CENTER HARBOR — Though they walk in their footsteps, contemporary New Englanders enjoy a diet that is far different from that of the Europeans who colonized the region centuries ago. Foods served on local tables have been affected by changing religious views, trade, technology and politics. Even so, some dishes have managed to hold on to their place on the dinner table through the generations, giving today's diners a direct link to the Puritans who arrived nearly 400 years ago.
The question of what those early New Englanders ate was one that fascinated cookbook author and cooking instructor Barbara Lauterbach, who combined her twin passions of history and food to conduct enough research into the matter to give a presentation on the topic to the Center Harbor Historical Society. The idea also captured the imagination of Amy Elfline, owner of restaurants The Mug and The Bay, who mined Lauterbach's findings to compile a menu for one of her chef's night dinners.
On Friday night, from 5 to 9 p.m., diners at The Bay will be able to sample a selection of dishes that have nourished hungry New England residents for centuries.
Lauterbach, who was assisted in her research by her daughter, Elisabeth Laskin, associate dean at Harvard Summer School, found that the Puritans who arrived in Massachusetts in the 17th Century existed on a bland diet, one that was resulting as much from religious philosophy as it was from necessity.
"They were strongly conscientious, religion affected their diet greatly," said Lauterbach. When it came to their food, Puritans equated the bland with the pious, she said. They learned to grow corn from the American Indians they encountered, she said, and those who lived near the coast took advantage of lobsters and an abundance of cod, which was salted as a means of preservation.
Parsnips and carrots, brought from Europe, were mixed with native squashes and vegetables. Lauterbach found that a staple of the diet was a kind of legume referred to as "field pease." These had little in common to sweet green peas, instead they were small, white beans that could be dried for later use and the boiled until they disintegrated into a paste-like porridge. The dish would be consumed hot or cold, with little to no seasoning, for days at a time. Indeed, the saying "Pease porridge hot, pease porridge cold, pease porridge in the pot, nine days old" was as much a menu plan as it was a nursery rhyme.
The porridge would often have been eaten with a piece of brown bread. Especially for the first several generations of New Englanders, white flour would have been reserved for only special occasions or for the wealthiest of residents. Instead, this bread would have been made from a dough of wheat flour mixed with the more readily-available corn meal.
It's fortunate for contemporary eaters that time marched onward from the bland pot of porridge. Lauterbach said that once cooks relaxed their Puritan ideals and trade routes made the ingredients accessible, they began adding saltpork, molasses and other spices to their beanpots, resulting in the much more palatable baked beans so closely associated with Boston.

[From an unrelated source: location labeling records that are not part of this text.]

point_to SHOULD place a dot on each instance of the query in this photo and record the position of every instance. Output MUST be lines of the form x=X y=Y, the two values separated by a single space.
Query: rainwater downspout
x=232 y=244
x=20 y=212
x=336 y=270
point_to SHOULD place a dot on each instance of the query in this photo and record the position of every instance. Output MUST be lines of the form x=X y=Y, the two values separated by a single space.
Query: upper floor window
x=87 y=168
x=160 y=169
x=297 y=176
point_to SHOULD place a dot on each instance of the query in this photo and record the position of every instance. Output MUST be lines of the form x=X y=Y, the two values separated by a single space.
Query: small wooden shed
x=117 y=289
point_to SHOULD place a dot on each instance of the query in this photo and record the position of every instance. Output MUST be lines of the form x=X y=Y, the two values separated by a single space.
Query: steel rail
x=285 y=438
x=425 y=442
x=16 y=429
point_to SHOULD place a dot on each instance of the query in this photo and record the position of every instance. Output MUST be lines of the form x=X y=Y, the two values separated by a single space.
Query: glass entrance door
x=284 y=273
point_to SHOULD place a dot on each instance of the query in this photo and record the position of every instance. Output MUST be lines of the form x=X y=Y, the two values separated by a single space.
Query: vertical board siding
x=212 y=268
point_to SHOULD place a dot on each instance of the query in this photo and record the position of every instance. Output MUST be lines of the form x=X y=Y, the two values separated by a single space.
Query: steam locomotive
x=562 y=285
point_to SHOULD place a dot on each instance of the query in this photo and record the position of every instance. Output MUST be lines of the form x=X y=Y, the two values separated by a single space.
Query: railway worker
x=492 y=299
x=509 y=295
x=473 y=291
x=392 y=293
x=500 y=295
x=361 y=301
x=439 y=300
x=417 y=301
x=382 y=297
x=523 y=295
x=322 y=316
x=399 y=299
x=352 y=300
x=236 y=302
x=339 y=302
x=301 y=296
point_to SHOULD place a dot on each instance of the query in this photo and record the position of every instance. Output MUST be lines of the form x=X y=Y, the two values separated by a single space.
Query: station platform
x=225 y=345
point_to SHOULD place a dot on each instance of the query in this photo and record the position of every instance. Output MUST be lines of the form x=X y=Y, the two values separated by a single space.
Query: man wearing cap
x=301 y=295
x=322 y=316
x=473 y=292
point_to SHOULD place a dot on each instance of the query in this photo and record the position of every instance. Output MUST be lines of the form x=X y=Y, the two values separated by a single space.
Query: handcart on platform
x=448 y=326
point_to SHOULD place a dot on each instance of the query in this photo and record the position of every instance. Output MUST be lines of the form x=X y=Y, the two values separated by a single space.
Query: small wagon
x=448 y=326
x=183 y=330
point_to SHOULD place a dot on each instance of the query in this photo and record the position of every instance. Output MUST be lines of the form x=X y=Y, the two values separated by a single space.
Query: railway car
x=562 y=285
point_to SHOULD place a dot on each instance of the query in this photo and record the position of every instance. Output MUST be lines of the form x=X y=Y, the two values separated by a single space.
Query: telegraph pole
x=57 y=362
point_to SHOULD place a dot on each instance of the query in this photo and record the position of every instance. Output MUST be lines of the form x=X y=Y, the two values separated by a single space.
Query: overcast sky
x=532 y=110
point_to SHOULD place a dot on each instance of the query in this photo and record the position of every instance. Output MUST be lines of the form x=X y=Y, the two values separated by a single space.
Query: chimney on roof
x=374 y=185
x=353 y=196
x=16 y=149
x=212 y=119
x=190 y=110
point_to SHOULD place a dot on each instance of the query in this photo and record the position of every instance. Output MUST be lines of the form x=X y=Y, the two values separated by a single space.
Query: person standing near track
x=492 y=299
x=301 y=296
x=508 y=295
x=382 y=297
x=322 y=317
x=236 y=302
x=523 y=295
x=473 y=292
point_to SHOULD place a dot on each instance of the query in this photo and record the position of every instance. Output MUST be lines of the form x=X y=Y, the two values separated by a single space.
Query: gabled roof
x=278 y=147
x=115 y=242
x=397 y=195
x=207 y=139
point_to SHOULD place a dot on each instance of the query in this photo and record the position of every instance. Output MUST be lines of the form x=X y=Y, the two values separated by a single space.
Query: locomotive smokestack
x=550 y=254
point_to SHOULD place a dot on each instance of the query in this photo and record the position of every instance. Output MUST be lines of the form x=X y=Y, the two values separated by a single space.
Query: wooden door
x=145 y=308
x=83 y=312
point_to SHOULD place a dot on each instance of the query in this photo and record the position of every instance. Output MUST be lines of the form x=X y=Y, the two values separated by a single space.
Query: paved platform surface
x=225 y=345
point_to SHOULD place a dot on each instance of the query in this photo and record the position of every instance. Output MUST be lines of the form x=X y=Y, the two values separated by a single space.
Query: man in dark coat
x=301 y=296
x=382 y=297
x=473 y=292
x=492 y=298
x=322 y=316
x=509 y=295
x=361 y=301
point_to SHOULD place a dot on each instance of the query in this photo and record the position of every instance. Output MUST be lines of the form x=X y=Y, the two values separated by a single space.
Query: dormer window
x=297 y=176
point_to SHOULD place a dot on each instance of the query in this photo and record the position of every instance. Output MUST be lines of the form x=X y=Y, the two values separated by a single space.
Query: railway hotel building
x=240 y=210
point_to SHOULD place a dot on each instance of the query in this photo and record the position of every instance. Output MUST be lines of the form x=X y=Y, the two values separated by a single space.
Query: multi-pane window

New England clam chowder is another dish of the ages that underwent a similar evolution. Dairy products were a scarce commodity in New England prior to the widespread introduction of dairy herds in the 19th Century. Prior to this development, said Lauterbach, chowder would have been a much thinner soup, then became the rich, creamy concoction once milk and cream became one of the region's most affordable products.
Another food item closely associated with New England also came to the fore midway through the 1800s. When the 19th Century began, molasses was a common sweetener. However, it being a commodity imported from south of the Mason-Dixon line, northern cooks boycotted the product during the Civil War, and maple syrup usurped molasses's spot in New England's pantries.
Of all the long-lived dishes still served in the region, Lauterbach said the New England boiled dinner is likely the one that changed the least over time. Simply a chunk of meat, placed in a pot with vegetables and cooked for hours on the hearth, it would have been a great way for a 17th Century housewife to prepare a hearty dinner while attending to other chores while it bubbled away. The only difference between that meal and one served today would be that modern cooks would likely be more generous with seasonings.
Through her research, Lauterbach said, "I came to the conclusion that what goes around comes around." Today's culinarians prize locally-sourced, organic ingredients, which were all that the Pilgrims had access to. "However," added Lauterbach, "it's ever so much improved."
The menu for the Sept. 20 chef's night dinner, said Elfline, will feature chowder, boiled dinner, baked beans with brown bread and salmon with peas and an egg sauce, all served tapas-style. For dessert, a slice of apple pie and a piece of sharp cheddar.
"The idea is to take people through what they used to serve in New Hampshire 200 years ago," said Elfline. However, she added, her chef will be aiming to please the modern palate more so than Puritan ideals. "We will add a little more spice than what they did — we certainly want to make it flavorful, but we want to make it as authentic as possible so people can see how they used to eat."